Volviendo a la historia de Sakito, me contó que, de la noche a la mañana, dejaron de ofrecerse en estos reconocidos restaurantes las rodajas del tiburón cerdo de aleta negra y los clientes habituales resignados en su ignorancia dejaron de reclamarlo , pero Sakito sí conocía la razón de la ausencia de tan codiciado plato.

Se ofreció a enseñarme la antigua factoría que había sido clausurada y precintada. Todavía pueden verse por las calles de la ciudad los furgones frigoríficos de color burdeos rotulados con el nombre de la fundación científico médica HOMO GLACIES, que se encargaban de trasladar los cuerpos congelados, desde las morgues de la ciudad hasta la factoría .
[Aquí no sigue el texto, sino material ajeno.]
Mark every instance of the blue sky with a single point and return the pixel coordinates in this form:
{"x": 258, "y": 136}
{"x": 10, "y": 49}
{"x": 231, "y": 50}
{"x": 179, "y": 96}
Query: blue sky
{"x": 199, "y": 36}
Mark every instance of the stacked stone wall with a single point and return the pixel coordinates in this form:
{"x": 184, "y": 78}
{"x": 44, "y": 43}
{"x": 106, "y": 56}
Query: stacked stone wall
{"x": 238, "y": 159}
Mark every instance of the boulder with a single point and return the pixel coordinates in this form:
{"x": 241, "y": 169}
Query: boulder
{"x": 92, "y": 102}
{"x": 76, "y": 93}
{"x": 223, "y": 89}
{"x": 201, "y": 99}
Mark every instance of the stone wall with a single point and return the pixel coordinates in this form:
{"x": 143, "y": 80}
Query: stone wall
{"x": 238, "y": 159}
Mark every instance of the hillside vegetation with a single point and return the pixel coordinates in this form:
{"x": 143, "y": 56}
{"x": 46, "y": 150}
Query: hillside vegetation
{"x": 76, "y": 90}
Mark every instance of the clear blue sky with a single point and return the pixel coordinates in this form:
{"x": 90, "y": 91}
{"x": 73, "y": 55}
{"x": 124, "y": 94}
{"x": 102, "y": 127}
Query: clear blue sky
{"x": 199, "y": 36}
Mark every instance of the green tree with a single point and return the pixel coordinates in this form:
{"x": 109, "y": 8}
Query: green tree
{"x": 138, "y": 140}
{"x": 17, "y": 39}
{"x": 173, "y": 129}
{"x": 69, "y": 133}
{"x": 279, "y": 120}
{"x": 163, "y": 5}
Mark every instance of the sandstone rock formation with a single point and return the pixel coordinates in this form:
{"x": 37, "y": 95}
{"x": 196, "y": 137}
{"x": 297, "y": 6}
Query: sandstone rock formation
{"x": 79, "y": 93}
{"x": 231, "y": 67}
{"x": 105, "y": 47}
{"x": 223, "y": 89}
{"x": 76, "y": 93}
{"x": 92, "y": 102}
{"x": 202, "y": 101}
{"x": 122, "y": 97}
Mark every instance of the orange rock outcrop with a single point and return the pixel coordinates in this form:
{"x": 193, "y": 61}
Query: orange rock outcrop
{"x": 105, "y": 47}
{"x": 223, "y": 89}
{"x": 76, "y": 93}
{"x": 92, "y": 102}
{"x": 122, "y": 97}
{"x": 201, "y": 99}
Su propietario el Sr. Tanaka, junto con el DR. Kobayashi responsable de medicina forense de la ciudad, acompañaron en su último viaje a la goleta Saigo No. Éste mínimo barco con aspecto de yate de paseo, disponía de un ingenioso y sencillo sistema de válvulas que, una vez en alta mar, los distinguidos delincuentes activaron consciente y voluntariamente en un acto fiel al código bushio de los samuráis acabando el bote en el fondo del mar y, probablemente, sus cuerpos, de forma consecuente a sus prácticas de nutrición animal, en un novedoso tipo de seppuku naútico en el que quien se hace el harakiri es el propio barco con su barriga metálica abierta.

Los dos matarifes fueron recolocados después de un programa de reeducación en sendos depósitos de cadáveres .

Los responsables de la seguridad y bienestar social resolvieron, discreta y eficazmente, el inoportuno incidente que podía haber dañado el prestigio de negocios tan prósperos como el pesquero y hostelero, vitales en esta comarca costera.

Cuando acabó su narración Sakito, se quedó mirándome expectante con una mueca que pretendía ser una sonrisa.

Con expresión seria le pregunté de qué especie de pescado era la sabrosa rodaja que habíamos compartido. Se le empezó a hinchar la cara como si fuera un pez globo, intentando reprimir la carcajada que finalmente explotó sonora y que provocó, por simpatía, que también yo me riera con incontinencia. Los comensales de las mesas próximas nos miraban con fastidio.

Con la duda de no saber lo que había comido, me despedí del inspector.

Han pasado varios años desde ese día pero siempre que viajo a Japón llamo a Sakito, que ya ocupa un puesto destacado en el Ministerio del Interior japonés, que siempre me tiene reservada una sorpresa gastronómica en diferentes tabernas de Tokio, bebiendo tacitas de sake templado y en las que no sólo se disfruta del pescado crudo.

Una vez le pregunté con sarcasmo la razón del porqué, con mucha frecuencia, los principales responsables de la seguridad ciudadana eran los más perversos canallas incluso en los gustos culinarios. Dándose por aludido pero sin perder su buen humor, me aconsejó que me limitara a disfrutar de la cena sin otros planteamientos éticos y volvió a explicarme con pasión que la cocina oriental, preferentemente la china es la inspiración de la cocina mundial porque es la más rica y refinada. Se acostumbra a emplear ingredientes de origen animal, misteriosos o ilícitos, peligroso y hasta mortales como el perro negro, la sangre de serpiente y el pez globo. Con técnicas de preparación que han evolucionado desde hace muchos siglos y que elevan el acto de comer a la altura de una experiencia culinaria, atávica, secreta, solemne casi sobrenatural.